CamHostage
Member
Custom versions of games was easier when development costs were low enough to justify that kind of approach. These days, it's far easier and cheaper to just downgrade the console assets for mobile platforms. Building essentially, an entire game from scratch just doesn't really work any more.
Also consider timing. Back in the day, when games ran a year or so in development (give or take a lot of exceptions...) you could hire an outside studio partway into production, after all the pre-production is done and you have an idea of what the product line will be, and they could go off with some concept art and a few producer contacts for checking in or getting assets they need, and they could go make the product they pitched/were pitched on a timeline. Today, it's years of development for something good (especially an RPG, which isn't something that easier development really speeds up because there's so much writing and designing that just has to be done by people,) so by the time 2K knows they have a product that they're confident should have a "The Outer Worlds Portable" spin-off, it'd be a long time before that game was ready for market. If they rush it, it might turn out to be crap (it might still turn out to be crap even if they do give it their full support, and as Dane points out, many of these spin-off games were hard crap but we've mostly forgotten about the ones that sucked and only have good memory of the ones that stood out. A bad game with a big license could potentially be a negative for the brand,.) If on the other hand they did give it a lot of time, the spin-off may totally miss the interest window.

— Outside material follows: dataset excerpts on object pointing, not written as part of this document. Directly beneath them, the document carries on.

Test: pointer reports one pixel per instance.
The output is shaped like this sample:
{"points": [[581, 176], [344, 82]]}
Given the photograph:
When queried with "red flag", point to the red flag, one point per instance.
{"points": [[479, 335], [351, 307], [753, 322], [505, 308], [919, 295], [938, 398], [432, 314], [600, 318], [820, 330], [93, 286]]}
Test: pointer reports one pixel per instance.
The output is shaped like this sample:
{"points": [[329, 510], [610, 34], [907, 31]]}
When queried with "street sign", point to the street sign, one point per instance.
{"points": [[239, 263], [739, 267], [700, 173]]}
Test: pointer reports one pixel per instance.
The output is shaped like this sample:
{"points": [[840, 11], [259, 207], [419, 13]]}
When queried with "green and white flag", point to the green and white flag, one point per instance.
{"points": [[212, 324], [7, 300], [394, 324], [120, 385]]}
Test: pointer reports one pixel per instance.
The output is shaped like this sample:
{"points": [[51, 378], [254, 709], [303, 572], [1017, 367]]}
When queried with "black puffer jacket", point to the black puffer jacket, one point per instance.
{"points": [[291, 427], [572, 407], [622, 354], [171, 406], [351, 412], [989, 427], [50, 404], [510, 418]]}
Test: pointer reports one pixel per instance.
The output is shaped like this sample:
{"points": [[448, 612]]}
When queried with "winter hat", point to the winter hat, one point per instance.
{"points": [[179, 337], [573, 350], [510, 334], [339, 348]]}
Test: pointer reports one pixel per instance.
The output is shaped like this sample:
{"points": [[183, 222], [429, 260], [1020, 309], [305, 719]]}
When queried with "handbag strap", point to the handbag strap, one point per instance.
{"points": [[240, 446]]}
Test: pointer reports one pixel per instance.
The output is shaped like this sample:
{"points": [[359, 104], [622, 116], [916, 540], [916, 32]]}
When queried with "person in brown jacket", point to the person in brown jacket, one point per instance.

And at the end of the day, a portable spin-off would be it's own game, which may help and it may even be great, but doesn't completely solve the problem of giving The Outer Worlds to people who are interested in playing The Outer Worlds.
We're getting used to having the games we want where we want to play them, even on cellphones. The idea that Switch could do what the Wii/DS did of creating a market that had the names you know but with their own special versions of those games (which didn't really work too well back then either ... Tony Hawk Sk8land and NFS Nitro were worth owning but didn't make any Nintendo gamer I know of not feel like second-class citizens when looking over at THUG and NFS Shift,) that just may not work for the market today.